The University of Washington site of IFDS is funding six Research Assistants in Winter quarter 2021 to collaborate across disciplines on IFDS research. Each one is advised by a primary and a secondary adviser, who are members of IFDS.
Kristof Glauninger (Statistics) works with Zaid Harchaoui (Statistics), Virginia E. Armbrust (Oceanography) and François Ribalet (Oceanography) on statistical modeling for marine ecology. He focuses on statistical inference questions arising from phytoplankton population modeling. He is also interested in optimal transport and machine learning.
Alec Greaves-Tunnell (Statistics) works with Zaid Harchaoui (Statistics), Ali Shojaie (Biostatistics), and Azadeh Yazdan (Bioengineering) on distributionally robust learning for brain science and engineering. He is also interested in sequence models and time series in general, with applications to language processing and music analysis.
Adhyyan Narang (ECE) works with Maryam Fazel (ECE) and Lilian Ratliff (ECE). So far, he has worked to provide theoretical answers to foundational questions in learning from data: such as generalization of overparameterized models and robustness to adversarial examples. More recently, he is interested in providing guarantees for optimization in uncertain online environments in the presence of other agents.
Swati Padmanabhan (ECE) works with Yin Tat Lee (Computer Science and Engineering) and Maryam Fazel (ECE) on designing a faster algorithm for the optimal design problem. She is also interested in semidefinite programming in general. She has developed several semidefinite programming in different settings which are fastest known in their setting.
Omid Sadeghi (ECE) works with Maryam Fazel as well as Lillian Ratliff (ECE). He is interested in the design and analysis of online optimization algorithms with budget constraints, and with stochastic or adversarial inputs. His work includes online resource allocation with submodular utility functions.

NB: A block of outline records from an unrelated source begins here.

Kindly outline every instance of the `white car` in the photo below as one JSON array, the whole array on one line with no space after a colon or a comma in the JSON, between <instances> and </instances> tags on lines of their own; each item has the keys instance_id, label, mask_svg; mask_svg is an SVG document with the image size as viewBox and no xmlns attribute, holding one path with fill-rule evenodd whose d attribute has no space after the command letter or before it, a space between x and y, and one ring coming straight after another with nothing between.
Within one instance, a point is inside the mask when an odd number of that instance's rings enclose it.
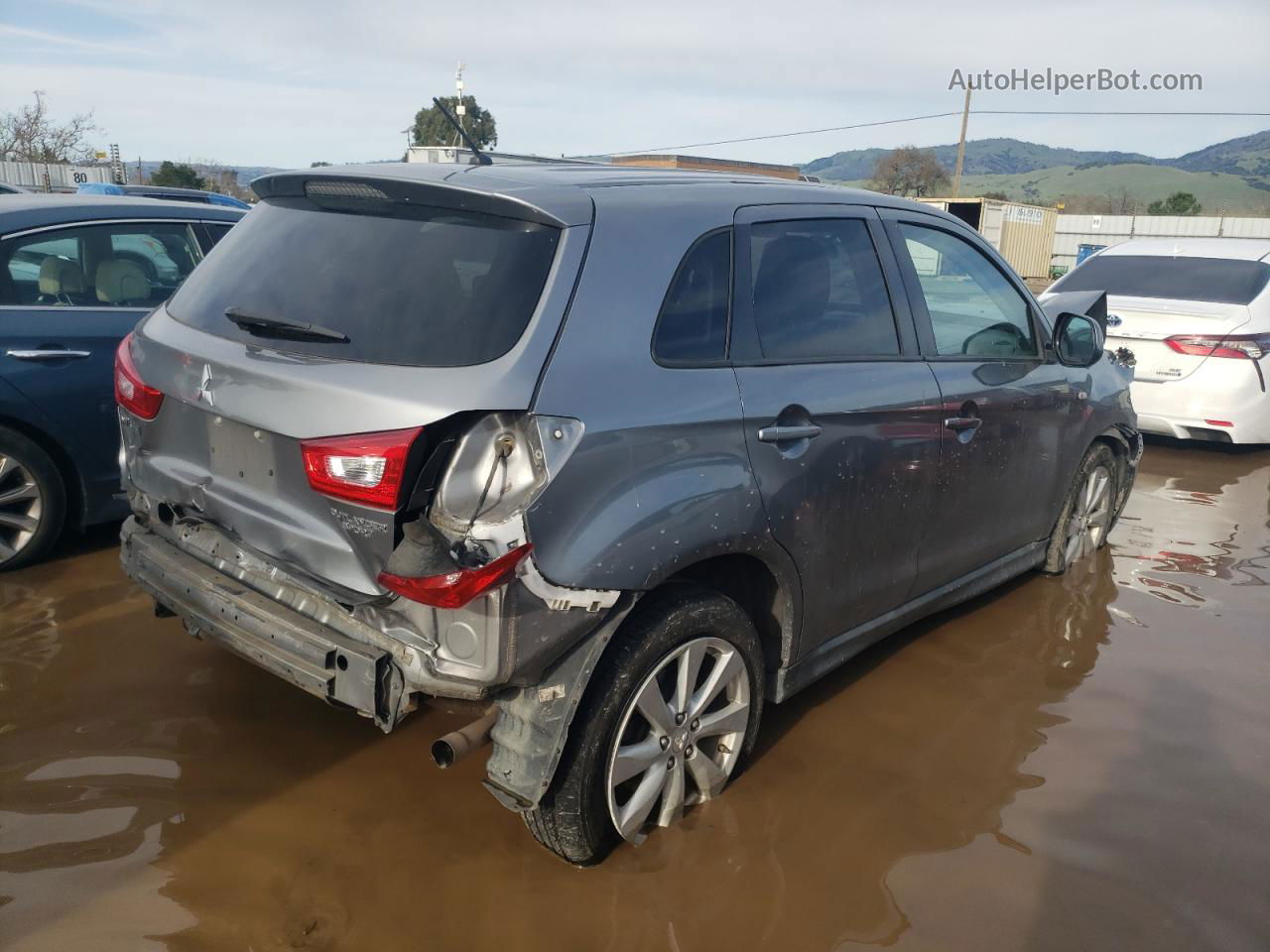
<instances>
[{"instance_id":1,"label":"white car","mask_svg":"<svg viewBox=\"0 0 1270 952\"><path fill-rule=\"evenodd\" d=\"M1109 350L1137 358L1138 428L1270 443L1270 240L1134 239L1099 251L1055 293L1105 291Z\"/></svg>"}]
</instances>

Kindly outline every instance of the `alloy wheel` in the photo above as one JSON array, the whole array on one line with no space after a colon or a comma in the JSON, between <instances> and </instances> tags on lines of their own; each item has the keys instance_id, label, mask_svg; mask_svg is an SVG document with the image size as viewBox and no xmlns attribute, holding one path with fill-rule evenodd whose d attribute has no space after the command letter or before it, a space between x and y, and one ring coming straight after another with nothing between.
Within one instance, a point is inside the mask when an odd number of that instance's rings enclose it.
<instances>
[{"instance_id":1,"label":"alloy wheel","mask_svg":"<svg viewBox=\"0 0 1270 952\"><path fill-rule=\"evenodd\" d=\"M1095 466L1077 490L1063 541L1064 565L1096 552L1111 527L1111 471Z\"/></svg>"},{"instance_id":2,"label":"alloy wheel","mask_svg":"<svg viewBox=\"0 0 1270 952\"><path fill-rule=\"evenodd\" d=\"M43 503L30 470L0 453L0 565L24 550L34 537Z\"/></svg>"},{"instance_id":3,"label":"alloy wheel","mask_svg":"<svg viewBox=\"0 0 1270 952\"><path fill-rule=\"evenodd\" d=\"M649 823L669 826L685 806L726 784L749 724L749 671L723 638L679 645L626 704L608 757L608 815L639 843Z\"/></svg>"}]
</instances>

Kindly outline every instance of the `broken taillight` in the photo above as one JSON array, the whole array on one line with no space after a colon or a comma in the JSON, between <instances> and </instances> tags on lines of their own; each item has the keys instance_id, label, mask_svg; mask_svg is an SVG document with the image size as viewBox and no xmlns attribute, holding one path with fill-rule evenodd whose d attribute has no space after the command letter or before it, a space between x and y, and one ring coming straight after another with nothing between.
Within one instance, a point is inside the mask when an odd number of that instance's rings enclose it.
<instances>
[{"instance_id":1,"label":"broken taillight","mask_svg":"<svg viewBox=\"0 0 1270 952\"><path fill-rule=\"evenodd\" d=\"M309 485L337 499L376 509L396 509L406 456L422 432L423 426L414 426L301 440L300 452Z\"/></svg>"},{"instance_id":2,"label":"broken taillight","mask_svg":"<svg viewBox=\"0 0 1270 952\"><path fill-rule=\"evenodd\" d=\"M433 608L462 608L474 598L505 585L516 575L516 567L530 553L533 545L505 552L480 569L455 569L443 575L425 575L409 579L392 572L380 572L380 585L395 592L411 602L419 602Z\"/></svg>"},{"instance_id":3,"label":"broken taillight","mask_svg":"<svg viewBox=\"0 0 1270 952\"><path fill-rule=\"evenodd\" d=\"M163 391L142 381L132 362L131 333L119 341L114 352L114 402L142 420L152 420L163 406Z\"/></svg>"}]
</instances>

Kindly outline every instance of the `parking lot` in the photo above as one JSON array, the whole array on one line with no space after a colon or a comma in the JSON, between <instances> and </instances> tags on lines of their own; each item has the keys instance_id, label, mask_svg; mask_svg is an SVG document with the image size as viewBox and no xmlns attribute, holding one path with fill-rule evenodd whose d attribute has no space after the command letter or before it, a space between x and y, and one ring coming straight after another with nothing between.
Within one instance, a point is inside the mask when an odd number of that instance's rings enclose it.
<instances>
[{"instance_id":1,"label":"parking lot","mask_svg":"<svg viewBox=\"0 0 1270 952\"><path fill-rule=\"evenodd\" d=\"M719 801L579 871L156 619L113 528L0 580L0 946L1264 948L1270 451L1154 442L1110 550L770 708Z\"/></svg>"}]
</instances>

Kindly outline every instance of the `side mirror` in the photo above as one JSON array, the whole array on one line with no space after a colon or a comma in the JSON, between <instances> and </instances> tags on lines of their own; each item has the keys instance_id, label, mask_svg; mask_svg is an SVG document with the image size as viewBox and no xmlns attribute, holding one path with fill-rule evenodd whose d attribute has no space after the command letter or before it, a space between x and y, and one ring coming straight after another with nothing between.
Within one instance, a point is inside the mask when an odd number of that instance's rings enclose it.
<instances>
[{"instance_id":1,"label":"side mirror","mask_svg":"<svg viewBox=\"0 0 1270 952\"><path fill-rule=\"evenodd\" d=\"M1102 327L1088 315L1067 311L1054 324L1054 353L1067 367L1092 367L1102 357Z\"/></svg>"}]
</instances>

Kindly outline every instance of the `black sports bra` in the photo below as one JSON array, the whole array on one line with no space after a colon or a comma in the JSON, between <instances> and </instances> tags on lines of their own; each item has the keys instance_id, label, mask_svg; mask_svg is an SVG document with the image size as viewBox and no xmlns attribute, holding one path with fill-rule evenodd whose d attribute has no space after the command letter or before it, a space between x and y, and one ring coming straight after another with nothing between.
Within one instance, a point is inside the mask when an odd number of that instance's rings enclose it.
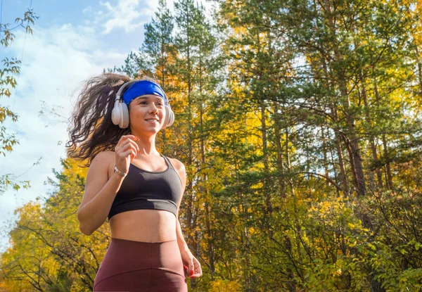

Zhihan Xiong (Computer Science and Engineering) works with Maryam Fazel (Electrical and Computer Engineering) and Kevin Jamieson (Computer Science and Engineering) as well as
Lalit Jain (Business School). His current work addresses optimal experimental design in a streaming setting where the measurement budget is limited and the quality of measurements vary unpredictably over time.